COURT OF APPEALS OF VIRGINIA

Present: Judges Benton, Elder and Frank Argued at Chesapeake, Virginia

LINWOOD BERNARD SAWYER, JR. MEMORANDUM OPINION* BY v. Record No. 1917-03-1 JUDGE LARRY G. ELDER AUGUST 3, 2004 COMMONWEALTH OF VIRGINIA

FROM THE CIRCUIT COURT OF THE CITY OF CHESAPEAKE J. Warren Stephens, Judge Designate

Robert L. Wegman for appellant.

Alice T. Armstrong, Assistant Attorney General (Jerry W. Kilgore, Attorney General, on brief), for appellee.

Linwood B. Sawyer, Jr., (appellant) appeals from his bench trial conviction for

possession of cocaine with intent to distribute. On appeal, he contests the sufficiency of the

evidence to prove he possessed the cocaine at issue. We hold the evidence, viewed in the light

most favorable to the Commonwealth, was sufficient to prove possession, and we affirm.

Under familiar principles of appellate review, we must examine the evidence in the light most

favorable to the Commonwealth, granting to it all reasonable inferences fairly deducible

therefrom. Martin v. Commonwealth, 4 Va. App. 438, 443, 358 S.E.2d 415, 418 (1987).

Appellant contests only the sufficiency of the evidence to prove he possessed the cocaine at

issue.1 We hold the evidence was sufficient.

* Pursuant to Code § 17.1-413, this opinion is not designated for publication. 1 We do not consider the sufficiency of the evidence to prove appellant’s possession of the cocaine, if established, was with the requisite intent to distribute. In assessing witness credibility, the fact finder may accept the parts of a witness’

testimony it finds believable and reject other parts as implausible. Pugliese v. Commonwealth,

16 Va. App. 82, 92, 428 S.E.2d 16, 24 (1993). “Determining the credibility of witnesses who

give conflicting accounts is within the exclusive province of the [trier of fact], [who] has the

unique opportunity to observe the demeanor of the witnesses as they testify.” Lea v.

Commonwealth, 16 Va. App. 300, 304, 429 S.E.2d 477, 479 (1993). Further, “[n]o litigant is

bound by contradicted testimony of a witness even though proffered by the litigant.” Williams v.

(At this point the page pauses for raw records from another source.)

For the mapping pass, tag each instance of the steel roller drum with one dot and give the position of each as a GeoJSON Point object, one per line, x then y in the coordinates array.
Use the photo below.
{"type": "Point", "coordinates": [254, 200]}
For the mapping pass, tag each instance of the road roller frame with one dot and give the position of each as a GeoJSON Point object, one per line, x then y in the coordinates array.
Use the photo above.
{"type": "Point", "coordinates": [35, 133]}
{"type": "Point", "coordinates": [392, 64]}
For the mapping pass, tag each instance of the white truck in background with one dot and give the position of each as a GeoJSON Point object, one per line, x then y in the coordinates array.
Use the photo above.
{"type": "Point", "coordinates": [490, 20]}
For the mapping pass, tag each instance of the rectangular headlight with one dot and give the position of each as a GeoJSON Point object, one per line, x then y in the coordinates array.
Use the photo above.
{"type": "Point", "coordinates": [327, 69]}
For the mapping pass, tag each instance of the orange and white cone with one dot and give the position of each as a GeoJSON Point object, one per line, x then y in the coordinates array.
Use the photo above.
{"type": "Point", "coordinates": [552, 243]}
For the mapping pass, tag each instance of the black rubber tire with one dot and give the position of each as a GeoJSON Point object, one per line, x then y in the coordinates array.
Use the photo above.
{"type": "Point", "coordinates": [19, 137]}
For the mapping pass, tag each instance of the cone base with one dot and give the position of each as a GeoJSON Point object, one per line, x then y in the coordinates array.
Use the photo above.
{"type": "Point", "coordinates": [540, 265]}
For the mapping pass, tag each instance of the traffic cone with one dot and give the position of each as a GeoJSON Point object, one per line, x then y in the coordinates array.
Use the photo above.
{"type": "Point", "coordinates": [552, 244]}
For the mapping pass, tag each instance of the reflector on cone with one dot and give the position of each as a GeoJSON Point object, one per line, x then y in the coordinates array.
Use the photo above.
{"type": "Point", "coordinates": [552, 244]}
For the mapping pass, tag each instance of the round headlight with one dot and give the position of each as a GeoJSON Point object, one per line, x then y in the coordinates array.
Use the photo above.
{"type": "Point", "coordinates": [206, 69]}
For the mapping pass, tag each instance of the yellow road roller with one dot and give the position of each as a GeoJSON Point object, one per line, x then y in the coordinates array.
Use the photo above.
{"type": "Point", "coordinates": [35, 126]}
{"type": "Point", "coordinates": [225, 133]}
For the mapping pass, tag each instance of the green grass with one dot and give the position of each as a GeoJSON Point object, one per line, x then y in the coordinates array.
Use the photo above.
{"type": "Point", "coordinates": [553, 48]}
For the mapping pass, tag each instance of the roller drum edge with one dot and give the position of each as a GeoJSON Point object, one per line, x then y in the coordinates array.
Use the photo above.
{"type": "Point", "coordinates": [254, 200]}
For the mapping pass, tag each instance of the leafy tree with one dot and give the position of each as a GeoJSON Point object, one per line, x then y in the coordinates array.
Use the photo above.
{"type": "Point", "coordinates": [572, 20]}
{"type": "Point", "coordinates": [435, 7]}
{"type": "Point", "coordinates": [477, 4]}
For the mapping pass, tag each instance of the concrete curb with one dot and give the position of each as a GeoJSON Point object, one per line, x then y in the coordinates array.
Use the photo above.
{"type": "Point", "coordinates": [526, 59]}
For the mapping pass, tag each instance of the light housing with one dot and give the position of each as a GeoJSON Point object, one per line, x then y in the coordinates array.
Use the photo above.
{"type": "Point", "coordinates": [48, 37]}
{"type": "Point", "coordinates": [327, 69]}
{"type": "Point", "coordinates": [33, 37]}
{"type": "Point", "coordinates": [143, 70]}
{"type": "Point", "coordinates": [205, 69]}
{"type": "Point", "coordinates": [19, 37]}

Commonwealth, 235 Va. 168, 176, 360 S.E.2d 361, 366 (1987). “‘[W]hen two or more

witnesses introduced by a party litigant vary in their statements of fact, such party has the right to

ask the court or jury to accept as true the statements most favorable to him.’” Ravenwood

Towers, Inc. v. Woodyard, 244 Va. 51, 55, 419 S.E.2d 627, 629 (1992) (quoting Massie v.

Firmstone, 134 Va. 450, 462, 114 S.E. 652, 656 (1922)). Compare Massie, 134 Va. at 462, 114

S.E. at 656 (noting that doctrine allowing party offering witnesses giving conflicting testimony

to ask court to accept more favorable testimony is not applicable “to the testimony which [the

litigant] gives himself” because “[n]o litigant can successfully ask a court or jury to believe that

he has not told the truth”) and Ford Motor Co. v. Bartholomew, 224 Va. 421, 431, 297 S.E.2d

675, 680 (1982) (holding Massie doctrine preventing litigant from asking fact finder to disregard

part of his own testimony applies only to “statement[s] of fact within [the litigant’s] knowledge”

and not to “expression[s] of opinion”). The conclusions of the fact finder on issues of witness

credibility may be disturbed on appeal only if this Court finds that the testimony accepted by the

court was “inherently incredible, or so contrary to human experience as to render it unworthy of

belief.” Fisher v. Commonwealth, 228 Va. 296, 299-300, 321 S.E.2d 202, 204 (1984).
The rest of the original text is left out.